Yıpranmışlıklarınız ve sinir bozukluklarınız fatura eksternizden silinmeyecek, en önemlisi de kazandım dediğiniz şeyin aslında bir yalandan ibaret kaldığını asla öğrenemeyeceksinizdir. 
Çünkü siz mücadele ettiklerinizin aynasında bir yansımasınızdır artık. Siz ve onlar... Onlar sizin aynanız siz onların aynası.



Ama teslim oldukça su akacak ve sizi bir şekilde varmak istediğiniz yere ulaştıracak. 
Üstelik yolda ne ezik çiçekler bırakarak ne de suyun yatağını dağıtarak. 
Kazanacaksınız, çünkü zaman sabredenleri hep galip ilan eder. 
Kazanacaksınız çünkü kabullenmek dünyadaki en büyük mutluluktur...

-Mantıklı mı?

24 Şubat 2013 Pazar

Sinema nedir, necidir?



Şu yaşıma kadar gördüğüm en acınası, en saçma ve en budalaca çaba, soyut kavramları anlamlandırma çabasıdır. Soyut kavramlar üzerine "Nedir?" kelimesiyle biten sorular sorulur ve somutlama acziyetinin çırpınışlarıyla cevaplar verilir... Her cevap, bahsedilen kavramın sadece bir tarafını anlatır ve biz onu sadece bir kaç kelime içine sıkıştırılmış, sonu noktayla biten bir cümleye hapsetmiş oluruz.

Lise yıllarınızı, ya da üniversiteyi hatırlayın... Girdiğiniz derste tahtaya yazılan ilk soru; -genellikle- dersinizin adının ne olduğunu sorgulamak üzerinedir. Felsefe Nedir? Edebiyat Nedir? Tarih nedir? Coğrafya nedir?


Eğer Sinema yahut sanatla ilgili bir bölüm okuduysanız, bu problem katlanarak büyümüştür ve karşınıza şu saçma sapan soruları çıkarmıştır; Sinema nedir? Sanat nedir? Senaryo nedir? Resim nedir? bla bla...
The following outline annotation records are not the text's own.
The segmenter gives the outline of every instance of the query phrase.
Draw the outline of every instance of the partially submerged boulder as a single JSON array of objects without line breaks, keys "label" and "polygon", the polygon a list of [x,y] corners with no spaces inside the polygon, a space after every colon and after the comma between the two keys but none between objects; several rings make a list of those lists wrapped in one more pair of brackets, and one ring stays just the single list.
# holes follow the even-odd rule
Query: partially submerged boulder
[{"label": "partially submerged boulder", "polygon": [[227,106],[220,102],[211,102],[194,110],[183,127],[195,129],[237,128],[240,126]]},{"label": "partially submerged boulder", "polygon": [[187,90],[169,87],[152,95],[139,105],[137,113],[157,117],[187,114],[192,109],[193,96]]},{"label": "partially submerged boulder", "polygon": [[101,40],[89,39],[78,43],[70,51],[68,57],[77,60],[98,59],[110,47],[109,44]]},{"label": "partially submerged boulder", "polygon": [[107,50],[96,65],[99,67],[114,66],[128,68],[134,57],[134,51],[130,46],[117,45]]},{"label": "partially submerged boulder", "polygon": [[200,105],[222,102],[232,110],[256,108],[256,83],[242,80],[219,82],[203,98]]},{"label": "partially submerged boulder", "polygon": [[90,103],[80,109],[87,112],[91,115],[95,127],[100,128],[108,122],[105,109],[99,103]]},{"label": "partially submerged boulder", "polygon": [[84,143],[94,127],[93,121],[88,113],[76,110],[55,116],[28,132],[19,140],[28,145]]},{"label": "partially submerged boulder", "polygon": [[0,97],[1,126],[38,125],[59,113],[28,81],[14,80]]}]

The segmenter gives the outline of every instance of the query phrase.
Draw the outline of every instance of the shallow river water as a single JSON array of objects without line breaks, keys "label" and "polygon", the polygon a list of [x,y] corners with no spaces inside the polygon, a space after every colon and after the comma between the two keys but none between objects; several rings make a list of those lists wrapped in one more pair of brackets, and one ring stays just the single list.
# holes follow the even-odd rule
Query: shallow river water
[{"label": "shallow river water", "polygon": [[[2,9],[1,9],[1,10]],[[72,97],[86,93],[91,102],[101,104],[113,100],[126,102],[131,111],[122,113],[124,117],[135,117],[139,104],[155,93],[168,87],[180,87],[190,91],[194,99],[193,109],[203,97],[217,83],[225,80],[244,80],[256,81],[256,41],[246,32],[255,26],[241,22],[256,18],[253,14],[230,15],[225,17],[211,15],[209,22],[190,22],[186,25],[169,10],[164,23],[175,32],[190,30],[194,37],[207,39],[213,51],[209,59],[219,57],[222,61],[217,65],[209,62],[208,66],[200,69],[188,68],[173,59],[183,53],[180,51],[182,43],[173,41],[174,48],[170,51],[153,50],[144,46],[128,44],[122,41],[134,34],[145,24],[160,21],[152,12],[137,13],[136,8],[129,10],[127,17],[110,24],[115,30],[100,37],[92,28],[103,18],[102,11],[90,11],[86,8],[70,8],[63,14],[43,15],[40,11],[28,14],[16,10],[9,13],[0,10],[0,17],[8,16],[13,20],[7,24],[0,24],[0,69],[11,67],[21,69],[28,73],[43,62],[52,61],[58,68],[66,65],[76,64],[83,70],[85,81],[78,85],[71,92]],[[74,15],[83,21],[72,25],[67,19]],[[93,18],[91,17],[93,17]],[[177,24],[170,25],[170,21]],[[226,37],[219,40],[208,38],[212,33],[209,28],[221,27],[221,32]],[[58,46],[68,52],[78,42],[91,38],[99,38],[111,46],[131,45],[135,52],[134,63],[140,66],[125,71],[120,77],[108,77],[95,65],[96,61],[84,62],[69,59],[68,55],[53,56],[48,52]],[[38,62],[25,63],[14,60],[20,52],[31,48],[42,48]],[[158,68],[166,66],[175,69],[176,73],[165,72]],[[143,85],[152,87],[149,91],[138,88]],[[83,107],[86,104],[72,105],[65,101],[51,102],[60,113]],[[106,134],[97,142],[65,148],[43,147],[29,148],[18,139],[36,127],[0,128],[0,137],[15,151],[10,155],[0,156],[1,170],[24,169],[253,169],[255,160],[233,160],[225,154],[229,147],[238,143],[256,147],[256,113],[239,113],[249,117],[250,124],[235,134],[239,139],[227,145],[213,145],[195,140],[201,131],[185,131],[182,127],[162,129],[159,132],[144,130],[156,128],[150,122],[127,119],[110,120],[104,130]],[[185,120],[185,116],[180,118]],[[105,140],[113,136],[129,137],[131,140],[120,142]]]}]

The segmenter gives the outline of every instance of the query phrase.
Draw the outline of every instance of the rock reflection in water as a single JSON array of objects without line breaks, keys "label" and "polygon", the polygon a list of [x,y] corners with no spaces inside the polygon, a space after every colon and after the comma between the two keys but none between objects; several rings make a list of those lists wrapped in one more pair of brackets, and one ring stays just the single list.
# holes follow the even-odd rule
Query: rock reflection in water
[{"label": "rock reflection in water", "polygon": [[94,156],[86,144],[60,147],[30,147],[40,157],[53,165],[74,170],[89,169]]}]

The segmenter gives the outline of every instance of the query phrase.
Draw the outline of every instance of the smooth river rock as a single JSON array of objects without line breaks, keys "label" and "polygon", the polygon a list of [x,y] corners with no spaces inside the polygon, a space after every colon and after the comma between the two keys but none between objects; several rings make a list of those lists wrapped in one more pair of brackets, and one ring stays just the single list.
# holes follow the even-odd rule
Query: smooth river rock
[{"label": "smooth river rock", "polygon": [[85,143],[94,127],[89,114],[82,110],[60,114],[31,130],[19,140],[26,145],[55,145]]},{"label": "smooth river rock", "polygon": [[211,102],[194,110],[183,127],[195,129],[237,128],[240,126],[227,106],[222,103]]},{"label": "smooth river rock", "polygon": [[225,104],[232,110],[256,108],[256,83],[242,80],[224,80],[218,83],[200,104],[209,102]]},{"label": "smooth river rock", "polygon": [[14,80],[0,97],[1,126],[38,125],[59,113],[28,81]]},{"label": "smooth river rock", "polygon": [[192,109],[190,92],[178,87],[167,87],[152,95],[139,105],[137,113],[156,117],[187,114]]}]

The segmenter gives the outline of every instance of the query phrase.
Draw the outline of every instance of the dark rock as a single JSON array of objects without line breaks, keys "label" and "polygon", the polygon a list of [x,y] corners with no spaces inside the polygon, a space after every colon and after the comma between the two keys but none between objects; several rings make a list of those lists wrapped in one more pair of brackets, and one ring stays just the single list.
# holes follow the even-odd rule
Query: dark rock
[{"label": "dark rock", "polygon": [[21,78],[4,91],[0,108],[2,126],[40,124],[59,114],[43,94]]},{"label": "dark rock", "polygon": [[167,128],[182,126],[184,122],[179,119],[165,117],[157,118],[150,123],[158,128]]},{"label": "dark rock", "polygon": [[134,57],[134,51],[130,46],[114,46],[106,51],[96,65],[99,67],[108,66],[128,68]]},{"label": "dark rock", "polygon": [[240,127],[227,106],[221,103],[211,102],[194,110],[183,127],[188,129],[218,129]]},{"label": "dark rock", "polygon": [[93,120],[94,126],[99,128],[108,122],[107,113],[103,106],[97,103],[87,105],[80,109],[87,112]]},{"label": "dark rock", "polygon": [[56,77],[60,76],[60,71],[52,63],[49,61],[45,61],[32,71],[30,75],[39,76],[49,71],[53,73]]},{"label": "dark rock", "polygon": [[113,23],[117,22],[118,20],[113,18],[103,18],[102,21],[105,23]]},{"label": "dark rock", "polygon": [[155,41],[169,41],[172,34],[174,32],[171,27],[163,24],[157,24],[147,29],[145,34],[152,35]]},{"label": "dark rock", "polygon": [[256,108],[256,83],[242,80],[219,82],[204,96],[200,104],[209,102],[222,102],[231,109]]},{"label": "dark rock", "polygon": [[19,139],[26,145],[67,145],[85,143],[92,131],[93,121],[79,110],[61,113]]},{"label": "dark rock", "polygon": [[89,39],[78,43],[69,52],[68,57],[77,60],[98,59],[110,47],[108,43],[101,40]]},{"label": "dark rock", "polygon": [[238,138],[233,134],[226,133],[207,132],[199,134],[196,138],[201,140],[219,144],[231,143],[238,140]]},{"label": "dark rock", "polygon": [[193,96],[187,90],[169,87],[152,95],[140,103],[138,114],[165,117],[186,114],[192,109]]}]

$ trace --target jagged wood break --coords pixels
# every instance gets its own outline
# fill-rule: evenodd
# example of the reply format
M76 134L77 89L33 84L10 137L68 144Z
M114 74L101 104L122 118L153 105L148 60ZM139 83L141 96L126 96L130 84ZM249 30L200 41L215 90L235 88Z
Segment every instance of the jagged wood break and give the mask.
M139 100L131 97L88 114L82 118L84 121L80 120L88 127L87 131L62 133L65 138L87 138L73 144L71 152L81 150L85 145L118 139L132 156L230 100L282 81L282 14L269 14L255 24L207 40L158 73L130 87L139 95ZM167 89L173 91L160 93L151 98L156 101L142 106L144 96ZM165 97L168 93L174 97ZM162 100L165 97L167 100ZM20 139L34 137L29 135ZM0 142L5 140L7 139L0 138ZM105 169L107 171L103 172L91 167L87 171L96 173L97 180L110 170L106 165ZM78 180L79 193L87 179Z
Herkes de kendine göre yorumlamaya çalışır. Sinema şudur. Sanat budur gibisinden... Sınavda ise hocanın cevabını vermek zorundasınızdır.
Hocanın; "sanatı-sinemayı vb- bundan daha iyi bir cümle ifade edemez!" dediği bir cümle vardır. Sınavdaki sorunun cevabı da odur genellikle. Cümleyi kalıp içinde düzgün bir biçimde yazarsınız ve bir şekilde okulu bitirirsiniz. Ama bu sorular sizin peşinizi hiç bırakmaz. Beyninizin bir tarafında somutlama mücadelesi devam eder. Yeni anlamlar yüklemeye çalışır ve ağız dolusu savunursunuz orda burda. "Daha çok bağıran daha çok haklıdır" kaidesince birilerine kabul ettirseniz de verdiğiniz bu mücadele Mevlana'nın hikayesindeki "Fili tariflemeye çalışan adamların" düştükleri komik durumdan farksızdır.


Hayatında hiç fil görmemiş bir grup adam, karanlık ve dar bir odada tutulan filin yanına sokulur hani. El yordamıyla tecrübe edip çıktıklarında da fili anlatmaları istenir. Filin kulağından tutan adam kuşa benzetir, bacağından tutan "sütun gibi bir şeydi belki de zürafaya benziyordu" der. Kuyruğunu tutan adam "yok yok fil yılan gibi bir şey ne alakası var" diye itiraz eder. Hortumunu tutan hortuma benzetir...

Sanatı ya da sinemayı anlamlandırma mücadelemiz de bundan öteye geçmeyecek. Herkes ne tarafından tuttuysa o tarafını tarif edecek.

En güzeli, bunları hislerimizin enginliklerine bırakmak. Madem insanın içi hudutsuz, bırakalım sanat da sinema da hudutsuz kalsın.